G-Rec: An Open-Source Agent Framework Built for Gemini CLI

G-Rec: A free agent framework for Gemini CLI as an alternative to Claude Code
G-Rec is an agent framework built on Gemini 2.5 Pro that brings Claude Code-style engineering configurations to Gemini CLI, offering persona settings and skills extension capabilities. The project deeply adapts to Windows systems and Chinese paths, and supports dynamically extending model capabilities through conversational interaction. Leveraging Google's free quotas, its usage cost is far lower than Claude Code, making it a cost-effective choice for individual developers.
Project Background: From Claude Code to Gemini CLI
Recently, a developer named "Bobo" shared an engineering configuration system he built for Claude Code. By optimizing the efficiency of each conversation to reduce Token consumption, he achieved better results when writing code and implementing features. Inspired by this, another developer migrated a similar approach to Google's Gemini CLI, creating an agent framework project called G-Rec.
Background: Gemini CLI and Claude Code Gemini CLI is a command-line interface tool released by Google that allows developers to invoke the capabilities of Gemini series large models directly from the terminal. Similar to Claude Code, these CLI tools represent a new paradigm in AI-assisted programming—deeply integrating large models into developers' local workflows rather than relying on web interfaces. Claude Code, developed by Anthropic, is renowned for its powerful code comprehension and generation capabilities, but its per-token pricing model can become costly in high-frequency usage scenarios. Gemini 2.5 Pro is Google's most powerful multimodal reasoning model, excelling in code generation and long-context understanding (supporting up to 1 million tokens of context window).

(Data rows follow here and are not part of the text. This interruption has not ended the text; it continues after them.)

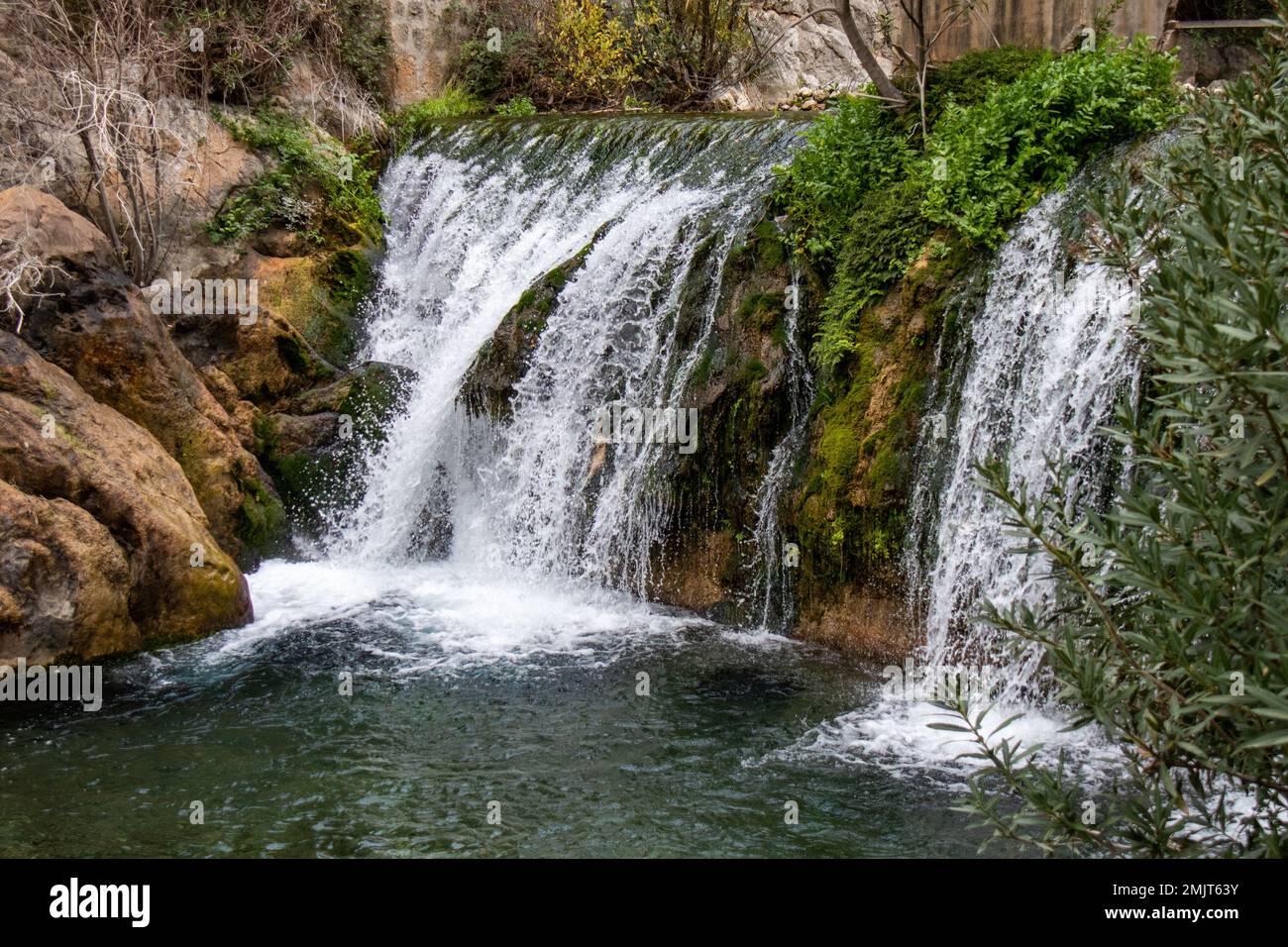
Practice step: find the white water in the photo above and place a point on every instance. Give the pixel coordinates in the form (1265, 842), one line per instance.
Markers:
(481, 217)
(776, 586)
(1044, 360)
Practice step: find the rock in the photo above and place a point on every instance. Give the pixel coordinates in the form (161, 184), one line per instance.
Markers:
(502, 361)
(314, 447)
(301, 333)
(103, 334)
(60, 450)
(59, 239)
(811, 54)
(63, 582)
(863, 622)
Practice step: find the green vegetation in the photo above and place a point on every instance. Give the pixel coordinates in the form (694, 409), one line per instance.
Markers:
(1167, 621)
(585, 54)
(317, 187)
(849, 154)
(1012, 125)
(518, 106)
(995, 159)
(868, 205)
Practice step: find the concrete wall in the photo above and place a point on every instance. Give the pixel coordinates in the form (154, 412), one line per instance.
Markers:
(1029, 22)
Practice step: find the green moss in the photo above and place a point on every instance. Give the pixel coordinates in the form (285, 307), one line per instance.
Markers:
(262, 519)
(318, 187)
(415, 121)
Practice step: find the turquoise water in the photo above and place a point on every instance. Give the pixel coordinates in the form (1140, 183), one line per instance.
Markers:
(465, 692)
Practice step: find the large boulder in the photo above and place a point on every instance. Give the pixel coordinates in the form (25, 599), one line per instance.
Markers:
(101, 330)
(95, 514)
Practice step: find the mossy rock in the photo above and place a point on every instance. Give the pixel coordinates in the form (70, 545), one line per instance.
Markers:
(502, 360)
(314, 449)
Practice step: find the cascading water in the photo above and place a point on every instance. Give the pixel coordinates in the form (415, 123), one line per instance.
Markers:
(1038, 368)
(478, 215)
(1046, 360)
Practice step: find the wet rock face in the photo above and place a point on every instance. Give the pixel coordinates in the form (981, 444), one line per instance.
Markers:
(314, 445)
(106, 548)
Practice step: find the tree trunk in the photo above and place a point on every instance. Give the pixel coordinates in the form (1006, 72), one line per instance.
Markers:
(867, 58)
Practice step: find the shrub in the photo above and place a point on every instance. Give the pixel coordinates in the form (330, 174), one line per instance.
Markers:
(969, 78)
(505, 72)
(849, 154)
(1168, 616)
(992, 161)
(683, 48)
(590, 54)
(887, 235)
(518, 106)
(317, 187)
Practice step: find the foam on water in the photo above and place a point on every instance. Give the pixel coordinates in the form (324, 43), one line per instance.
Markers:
(451, 617)
(1041, 367)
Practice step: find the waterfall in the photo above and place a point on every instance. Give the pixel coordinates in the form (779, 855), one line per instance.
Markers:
(776, 589)
(1039, 368)
(478, 214)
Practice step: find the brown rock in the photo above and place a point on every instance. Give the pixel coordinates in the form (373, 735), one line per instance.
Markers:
(64, 582)
(59, 569)
(862, 621)
(104, 335)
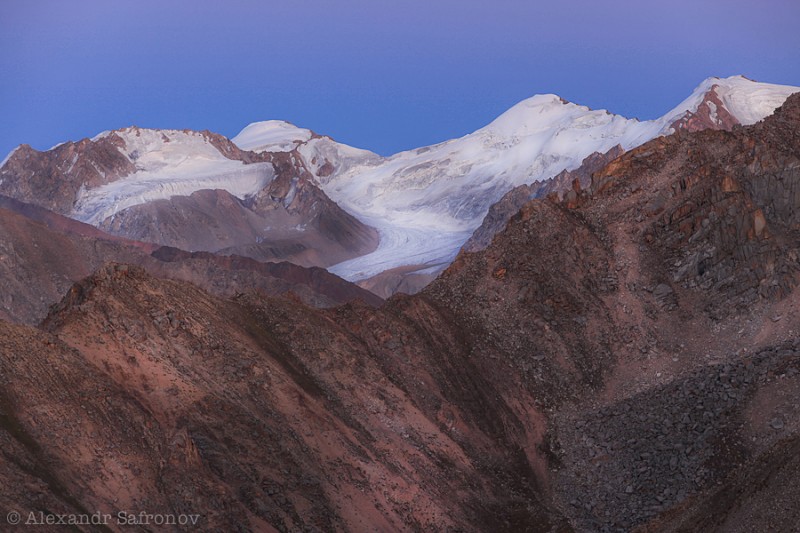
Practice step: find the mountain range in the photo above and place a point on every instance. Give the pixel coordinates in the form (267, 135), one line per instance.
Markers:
(603, 335)
(279, 192)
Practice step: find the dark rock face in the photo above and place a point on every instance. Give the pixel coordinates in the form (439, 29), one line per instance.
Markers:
(710, 114)
(290, 219)
(575, 375)
(42, 254)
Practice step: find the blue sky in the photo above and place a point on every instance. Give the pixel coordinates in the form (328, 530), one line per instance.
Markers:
(378, 74)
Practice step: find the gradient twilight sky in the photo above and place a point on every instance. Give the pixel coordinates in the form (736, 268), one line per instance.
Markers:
(378, 74)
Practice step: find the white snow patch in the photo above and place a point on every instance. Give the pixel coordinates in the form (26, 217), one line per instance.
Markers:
(426, 203)
(11, 153)
(184, 165)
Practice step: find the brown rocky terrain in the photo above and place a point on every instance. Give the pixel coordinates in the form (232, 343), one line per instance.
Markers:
(625, 359)
(289, 219)
(42, 254)
(559, 185)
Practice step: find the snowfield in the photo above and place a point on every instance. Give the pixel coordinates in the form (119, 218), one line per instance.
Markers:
(169, 163)
(427, 202)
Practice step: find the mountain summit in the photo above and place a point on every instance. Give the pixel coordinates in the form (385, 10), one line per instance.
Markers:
(427, 202)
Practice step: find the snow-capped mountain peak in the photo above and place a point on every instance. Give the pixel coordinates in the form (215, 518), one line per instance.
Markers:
(272, 136)
(426, 202)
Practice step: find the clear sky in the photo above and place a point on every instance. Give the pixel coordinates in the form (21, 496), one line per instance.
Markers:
(377, 74)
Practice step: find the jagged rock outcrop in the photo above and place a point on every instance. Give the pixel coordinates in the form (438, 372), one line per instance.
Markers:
(559, 185)
(42, 254)
(574, 375)
(287, 217)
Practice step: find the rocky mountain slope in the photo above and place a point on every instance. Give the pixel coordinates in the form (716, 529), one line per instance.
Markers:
(427, 202)
(624, 359)
(42, 254)
(191, 190)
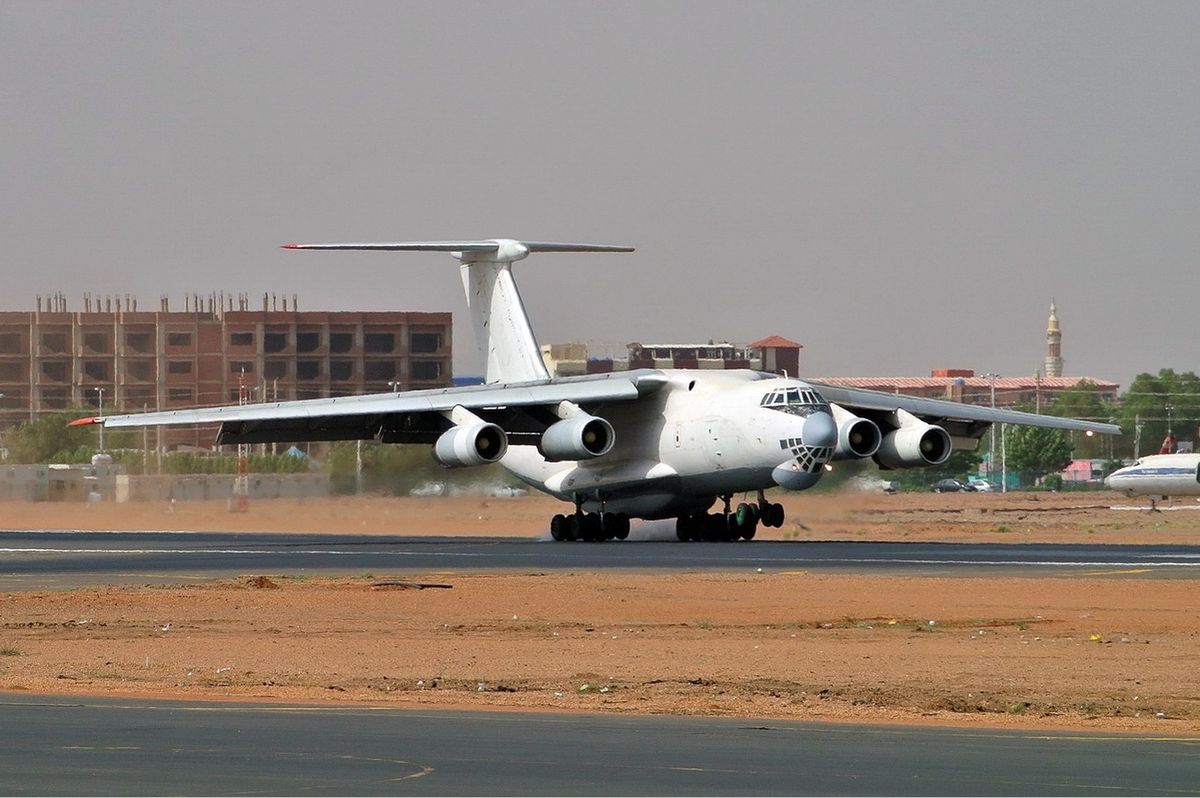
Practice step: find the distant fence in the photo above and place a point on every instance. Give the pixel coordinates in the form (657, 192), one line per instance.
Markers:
(108, 483)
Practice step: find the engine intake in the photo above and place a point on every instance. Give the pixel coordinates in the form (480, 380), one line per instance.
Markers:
(857, 437)
(472, 444)
(913, 445)
(580, 437)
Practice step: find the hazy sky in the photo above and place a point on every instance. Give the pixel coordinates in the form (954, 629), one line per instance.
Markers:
(897, 186)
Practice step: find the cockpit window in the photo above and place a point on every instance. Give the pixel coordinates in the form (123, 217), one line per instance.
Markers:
(797, 401)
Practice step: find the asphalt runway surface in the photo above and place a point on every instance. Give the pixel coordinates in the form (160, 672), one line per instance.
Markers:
(30, 559)
(59, 745)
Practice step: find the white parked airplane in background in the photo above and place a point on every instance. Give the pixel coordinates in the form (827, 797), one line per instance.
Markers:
(1158, 477)
(639, 444)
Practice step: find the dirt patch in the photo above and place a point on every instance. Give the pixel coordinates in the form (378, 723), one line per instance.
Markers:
(1098, 651)
(1075, 652)
(952, 517)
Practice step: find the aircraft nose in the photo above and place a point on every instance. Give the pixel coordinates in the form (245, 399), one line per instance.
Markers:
(820, 430)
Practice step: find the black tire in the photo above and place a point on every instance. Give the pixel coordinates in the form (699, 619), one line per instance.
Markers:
(592, 528)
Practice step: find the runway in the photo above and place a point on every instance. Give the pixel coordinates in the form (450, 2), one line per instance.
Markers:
(145, 747)
(31, 559)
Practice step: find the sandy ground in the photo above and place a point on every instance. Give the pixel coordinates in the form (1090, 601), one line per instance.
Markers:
(961, 517)
(1107, 651)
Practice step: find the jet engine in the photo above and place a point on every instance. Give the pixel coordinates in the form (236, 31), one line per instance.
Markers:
(580, 437)
(471, 444)
(913, 444)
(857, 437)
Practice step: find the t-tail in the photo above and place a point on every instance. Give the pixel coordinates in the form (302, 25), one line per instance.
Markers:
(505, 339)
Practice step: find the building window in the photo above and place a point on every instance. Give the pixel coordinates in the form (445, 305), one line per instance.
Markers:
(180, 395)
(54, 399)
(307, 341)
(97, 370)
(378, 342)
(54, 371)
(425, 370)
(138, 342)
(376, 370)
(138, 397)
(425, 342)
(275, 341)
(96, 343)
(54, 342)
(139, 370)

Google provides daily API call quotas for free accounts, making it an important alternative for individual developers.

The entire project is built on Gemini 2.5 Pro. The author admits that he uses Gemini CLI far more frequently than Claude Code in his daily work, which is why he chose to deeply customize within the Gemini ecosystem. What's even more interesting is that the project itself was built with Gemini's assistance—a textbook case of "AI helping you build AI tools."
It's worth noting that the core logic of such engineering configuration systems lies in Token optimization. Tokens are the basic units that large language models use to process text, roughly corresponding to 0.75 English words or fewer Chinese characters. Since most commercial models charge based on input and output token counts, the token consumption of each conversation directly impacts usage costs. Through carefully designed System Prompts, context compression strategies, and conversation state management, engineering configurations can convey the most effective information with the fewest tokens per interaction—practice shows that proper prompt engineering can reduce token consumption for equivalent tasks by 30%-60%.
Core Features of G-Rec
Windows Adaptation and Chinese Path Support
One important feature of G-Rec is its deep adaptation for Windows systems. Many open-source AI tools have subpar compatibility on Windows, especially when it comes to path handling. The technical root cause lies in the historical legacy of character encoding systems: Windows defaults to GBK/GB2312 encoding for Chinese characters, while most open-source tools and modern programming languages default to UTF-8 encoding. Additionally, Windows uses backslashes (\\) as path separators, while Unix/Linux systems use forward slashes (/), and many tools fail to handle cross-platform compatibility during path concatenation. Since the author habitually uses Chinese-named paths, he specifically resolved various encoding issues caused by Chinese paths. Through a unified encoding processing layer and path normalization logic, he eliminated a long-standing pain point for Chinese developers.
Persona System: Making Gemini Understand You Better
G-Rec introduces a flexible Persona system. On a technical level, this corresponds to structured management of System Prompts—instruction sets injected to the model before each conversation begins, defining the model's role, behavioral norms, and output format preferences. Users can configure different role definitions and behavioral preferences for Gemini, with support for hierarchical management between global settings and project-level settings. This layered design borrows from mature software configuration management patterns, similar to the relationship between Git's global configuration and repository-level configuration: global settings define general behavioral preferences (such as language style and response format), while project-level settings customize for specific codebases' tech stacks and naming conventions, eliminating the need for developers to repeatedly explain background information in every conversation.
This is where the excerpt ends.